Lancet chose to ignore errors in paper on childhood myocarditis

Retractions of papers are sometimes necessary, for example in cases of fraud, fabrication, or findings that are demonstrably unreliable, but the scientific record is not meant to be constantly rewritten
Progress normally occurs in a far more gradual way: hypotheses are proposed, results are reproduced or challenged, evidence accumulates, and conclusions slowly move closer to the truth.
In recent years, however, the retraction process itself has increasingly been used as a tool in scientific disputes.
Papers have been removed not because their results were falsified, but because they were controversial or politically inconvenient.
That is a worrying development. Science depends on open debate and reproducibility, not institutional gatekeeping.
For that reason, we are generally opposed to calls for retraction, but occasionally the situation is different.
In the case of Sampri et al., “Vascular and inflammatory diseases after COVID-19 infection and vaccination in children and young people in England” (Lancet Child & Adolescent Health, 2025; 9:837–47), we concluded that a retraction request was warranted.
Not because the conclusion is controversial but because the analysis contains multiple structural problems that fundamentally undermine the headline claim.
These include misrepresentation of crude incidence data, comparisons between non-comparable cohorts, instability in sensitivity analyses, and methodological decisions that systematically bias the results in one direction.
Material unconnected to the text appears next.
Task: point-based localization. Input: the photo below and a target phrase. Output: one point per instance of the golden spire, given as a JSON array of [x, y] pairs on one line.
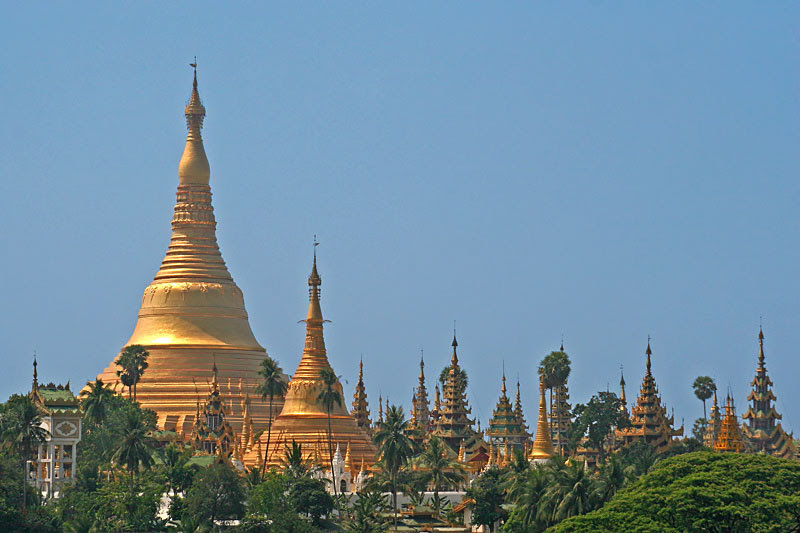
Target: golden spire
[[194, 169], [729, 438], [315, 356], [35, 375], [348, 458], [193, 298], [542, 445]]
This matters because the paper has had substantial mainstream impact, in the UK and globally and was widely cited to support the claim that covid infection poses a greater myocarditis risk to children than vaccination.
When a paper with that level of influence contains major analytical problems, the responsibility on the journal to examine them carefully is particularly high. For that reason, we submitted a detailed retraction request to the journal.
The response from The Lancet Child & Adolescent Health was a single sentence:
“Thank you for your email. We have discussed your request and find no grounds for further action.”
That was the entirety of the reply. No explanation. No engagement with the methodological concerns. No indication that the evidence had been examined.
If this is the standard of scrutiny applied to challenges of influential papers, it raises a serious question about the role of major journals in maintaining the integrity of the scientific record.
Science should not depend on institutional authority. It should depend on evidence.